A comparative study on the performance of several ensemble methods with low subsampling ratio

  • Authors:
  • Zaman Faisal;Hideo Hirose

  • Affiliations:
  • Kyushu Institute of Technology, Iizuka-shi, Fukuoka, Japan;Kyushu Institute of Technology, Iizuka-shi, Fukuoka, Japan

  • Venue:
  • ACIIDS'10 Proceedings of the Second international conference on Intelligent information and database systems: Part II
  • Year:
  • 2010

Quantified Score

Hi-index 0.00

Visualization

Abstract

In ensemble methods each base learner is trained on a resampled version of the original training sample with the same size. In this paper we have used resampling without replacement or subsampling to train base classifiers with low subsample ratio i.e., the size of each subsample is smaller than the original training sample. The main objective of this paper is to check if the scalability performance of several well known ensemble methods with low subsample ratio are competent and compare them with their original counterpart. We have selected three ensemble methods: Bagging, Adaboost and Bundling. In all the ensemble methods a full decision tree is used as the base classifier. We have applied the subsampled version of the above ensembles in several well known benchmark datasets to check the error rate.
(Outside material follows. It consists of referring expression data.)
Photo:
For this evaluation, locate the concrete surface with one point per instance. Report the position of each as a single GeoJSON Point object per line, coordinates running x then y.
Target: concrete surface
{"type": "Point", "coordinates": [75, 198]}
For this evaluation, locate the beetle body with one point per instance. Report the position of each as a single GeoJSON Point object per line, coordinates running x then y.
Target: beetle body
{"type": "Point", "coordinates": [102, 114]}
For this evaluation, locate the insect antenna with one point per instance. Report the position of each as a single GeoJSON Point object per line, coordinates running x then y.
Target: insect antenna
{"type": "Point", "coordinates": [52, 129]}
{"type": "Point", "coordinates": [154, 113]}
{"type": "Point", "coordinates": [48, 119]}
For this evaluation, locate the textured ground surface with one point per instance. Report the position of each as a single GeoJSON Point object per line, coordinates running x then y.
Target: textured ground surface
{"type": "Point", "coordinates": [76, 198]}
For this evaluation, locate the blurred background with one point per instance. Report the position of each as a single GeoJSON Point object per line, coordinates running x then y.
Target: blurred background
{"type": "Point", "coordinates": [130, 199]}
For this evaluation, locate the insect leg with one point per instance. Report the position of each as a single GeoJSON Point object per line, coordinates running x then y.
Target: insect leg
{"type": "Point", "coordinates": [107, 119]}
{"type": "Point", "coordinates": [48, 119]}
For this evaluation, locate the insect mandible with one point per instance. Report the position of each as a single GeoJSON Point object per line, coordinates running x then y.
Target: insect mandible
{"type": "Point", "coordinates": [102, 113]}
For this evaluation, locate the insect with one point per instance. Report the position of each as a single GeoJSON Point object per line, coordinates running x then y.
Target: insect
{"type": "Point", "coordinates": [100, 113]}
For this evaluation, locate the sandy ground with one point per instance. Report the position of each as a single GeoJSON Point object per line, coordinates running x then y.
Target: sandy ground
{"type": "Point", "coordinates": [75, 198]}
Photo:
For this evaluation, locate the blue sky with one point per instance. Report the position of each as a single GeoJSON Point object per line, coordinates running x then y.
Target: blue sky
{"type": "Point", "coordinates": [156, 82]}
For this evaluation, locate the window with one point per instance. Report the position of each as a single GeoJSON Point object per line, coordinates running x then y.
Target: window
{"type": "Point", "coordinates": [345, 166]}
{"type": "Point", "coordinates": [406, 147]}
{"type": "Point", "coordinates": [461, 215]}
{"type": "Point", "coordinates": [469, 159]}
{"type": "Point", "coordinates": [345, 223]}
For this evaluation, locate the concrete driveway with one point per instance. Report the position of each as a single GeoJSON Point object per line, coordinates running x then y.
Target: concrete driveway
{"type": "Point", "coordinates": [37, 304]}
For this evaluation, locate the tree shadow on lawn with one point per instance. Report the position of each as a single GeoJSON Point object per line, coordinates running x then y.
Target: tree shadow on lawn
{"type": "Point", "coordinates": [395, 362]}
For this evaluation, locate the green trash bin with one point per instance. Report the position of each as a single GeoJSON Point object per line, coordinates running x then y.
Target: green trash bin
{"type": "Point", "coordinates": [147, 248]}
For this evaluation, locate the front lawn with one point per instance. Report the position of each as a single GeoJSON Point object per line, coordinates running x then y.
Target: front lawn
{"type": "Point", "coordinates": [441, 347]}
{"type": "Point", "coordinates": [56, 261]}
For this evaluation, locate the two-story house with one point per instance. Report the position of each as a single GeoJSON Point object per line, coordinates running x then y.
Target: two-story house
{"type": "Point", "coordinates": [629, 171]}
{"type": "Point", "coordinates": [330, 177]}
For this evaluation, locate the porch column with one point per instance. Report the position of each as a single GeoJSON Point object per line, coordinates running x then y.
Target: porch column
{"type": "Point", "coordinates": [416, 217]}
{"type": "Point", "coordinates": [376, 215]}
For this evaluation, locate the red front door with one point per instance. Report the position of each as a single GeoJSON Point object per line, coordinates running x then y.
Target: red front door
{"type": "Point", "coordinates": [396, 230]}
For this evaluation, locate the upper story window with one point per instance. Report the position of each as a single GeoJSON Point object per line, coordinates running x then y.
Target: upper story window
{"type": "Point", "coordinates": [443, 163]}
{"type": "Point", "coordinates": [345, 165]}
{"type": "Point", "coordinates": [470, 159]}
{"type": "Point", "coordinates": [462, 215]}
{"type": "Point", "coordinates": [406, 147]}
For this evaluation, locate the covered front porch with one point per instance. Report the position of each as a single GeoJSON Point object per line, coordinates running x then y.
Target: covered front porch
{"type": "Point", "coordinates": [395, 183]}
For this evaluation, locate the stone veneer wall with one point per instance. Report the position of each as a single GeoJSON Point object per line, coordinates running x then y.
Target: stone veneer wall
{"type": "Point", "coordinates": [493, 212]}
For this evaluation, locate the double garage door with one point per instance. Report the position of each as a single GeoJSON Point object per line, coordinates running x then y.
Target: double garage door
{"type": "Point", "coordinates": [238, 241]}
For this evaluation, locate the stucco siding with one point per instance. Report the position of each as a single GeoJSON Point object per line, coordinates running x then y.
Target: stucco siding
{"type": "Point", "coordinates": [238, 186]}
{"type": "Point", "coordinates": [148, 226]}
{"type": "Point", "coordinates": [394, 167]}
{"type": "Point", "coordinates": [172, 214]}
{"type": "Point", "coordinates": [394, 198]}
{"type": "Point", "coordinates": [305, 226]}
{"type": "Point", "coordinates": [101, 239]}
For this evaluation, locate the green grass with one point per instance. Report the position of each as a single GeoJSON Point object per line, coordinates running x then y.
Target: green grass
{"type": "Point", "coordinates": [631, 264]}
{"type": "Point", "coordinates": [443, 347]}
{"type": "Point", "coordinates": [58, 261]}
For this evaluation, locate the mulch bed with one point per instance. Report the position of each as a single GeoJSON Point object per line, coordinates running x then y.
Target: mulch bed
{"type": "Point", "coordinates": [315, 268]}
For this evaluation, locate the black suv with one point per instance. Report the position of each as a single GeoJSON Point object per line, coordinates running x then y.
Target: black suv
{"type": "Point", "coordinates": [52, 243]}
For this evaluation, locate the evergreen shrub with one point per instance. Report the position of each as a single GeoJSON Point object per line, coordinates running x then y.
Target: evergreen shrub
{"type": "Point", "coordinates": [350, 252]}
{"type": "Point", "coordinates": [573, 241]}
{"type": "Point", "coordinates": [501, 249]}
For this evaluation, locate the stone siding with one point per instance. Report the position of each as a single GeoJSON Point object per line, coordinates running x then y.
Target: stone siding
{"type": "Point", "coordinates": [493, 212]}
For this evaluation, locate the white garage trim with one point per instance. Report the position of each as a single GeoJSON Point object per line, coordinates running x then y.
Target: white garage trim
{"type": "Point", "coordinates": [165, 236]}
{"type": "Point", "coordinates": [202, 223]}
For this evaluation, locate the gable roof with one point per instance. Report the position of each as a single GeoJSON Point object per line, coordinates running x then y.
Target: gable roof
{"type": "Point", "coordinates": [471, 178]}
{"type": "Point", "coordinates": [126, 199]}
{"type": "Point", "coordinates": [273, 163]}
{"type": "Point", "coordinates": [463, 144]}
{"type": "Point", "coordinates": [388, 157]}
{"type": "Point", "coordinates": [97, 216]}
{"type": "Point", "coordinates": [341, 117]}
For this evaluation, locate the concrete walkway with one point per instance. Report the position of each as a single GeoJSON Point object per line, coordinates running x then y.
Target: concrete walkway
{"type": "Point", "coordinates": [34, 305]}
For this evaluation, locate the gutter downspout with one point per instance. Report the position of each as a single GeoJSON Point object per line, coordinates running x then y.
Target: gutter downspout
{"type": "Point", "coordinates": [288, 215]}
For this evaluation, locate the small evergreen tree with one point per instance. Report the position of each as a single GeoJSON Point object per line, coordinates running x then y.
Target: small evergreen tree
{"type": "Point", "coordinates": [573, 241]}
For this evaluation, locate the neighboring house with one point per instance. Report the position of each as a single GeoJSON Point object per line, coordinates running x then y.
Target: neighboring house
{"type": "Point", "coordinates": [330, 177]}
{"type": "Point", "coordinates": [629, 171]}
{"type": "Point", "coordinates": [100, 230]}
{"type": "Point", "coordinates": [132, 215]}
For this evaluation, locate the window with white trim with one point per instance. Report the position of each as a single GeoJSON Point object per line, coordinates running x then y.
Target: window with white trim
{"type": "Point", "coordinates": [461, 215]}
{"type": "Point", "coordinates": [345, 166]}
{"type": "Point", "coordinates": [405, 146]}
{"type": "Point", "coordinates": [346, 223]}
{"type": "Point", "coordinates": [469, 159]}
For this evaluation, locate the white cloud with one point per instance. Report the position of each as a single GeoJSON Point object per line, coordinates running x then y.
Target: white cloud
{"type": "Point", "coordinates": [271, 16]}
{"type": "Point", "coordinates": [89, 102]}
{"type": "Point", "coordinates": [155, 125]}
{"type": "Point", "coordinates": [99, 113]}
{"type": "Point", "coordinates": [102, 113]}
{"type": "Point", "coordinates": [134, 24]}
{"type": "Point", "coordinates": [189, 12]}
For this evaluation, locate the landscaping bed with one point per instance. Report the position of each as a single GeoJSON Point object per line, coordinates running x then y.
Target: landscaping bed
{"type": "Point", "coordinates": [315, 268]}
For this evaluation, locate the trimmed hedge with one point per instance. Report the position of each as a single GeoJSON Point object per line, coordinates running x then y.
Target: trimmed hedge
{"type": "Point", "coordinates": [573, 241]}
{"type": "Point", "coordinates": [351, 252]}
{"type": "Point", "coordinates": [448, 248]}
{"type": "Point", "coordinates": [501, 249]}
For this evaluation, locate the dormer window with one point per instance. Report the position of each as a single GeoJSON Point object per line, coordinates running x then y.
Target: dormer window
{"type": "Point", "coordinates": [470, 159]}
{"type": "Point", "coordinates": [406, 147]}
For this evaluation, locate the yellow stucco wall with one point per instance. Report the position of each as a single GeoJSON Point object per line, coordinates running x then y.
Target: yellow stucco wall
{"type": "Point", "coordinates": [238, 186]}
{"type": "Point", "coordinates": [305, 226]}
We have also checked the time complexity of each ensemble method with low subsampling ratio. From the experiments, it is apparent that in the case of bagging and adaboost with low subsampling ratio for most of the cases the error rate is inversely related with subsample size, while for bundling it is opposite. Overall performance of the ensemble methods with low subsampling ratio from experiments showed that bundling is superior in accuracy with low subsampling ratio in almost all the datasets, while bagging is superior in reducing time complexity.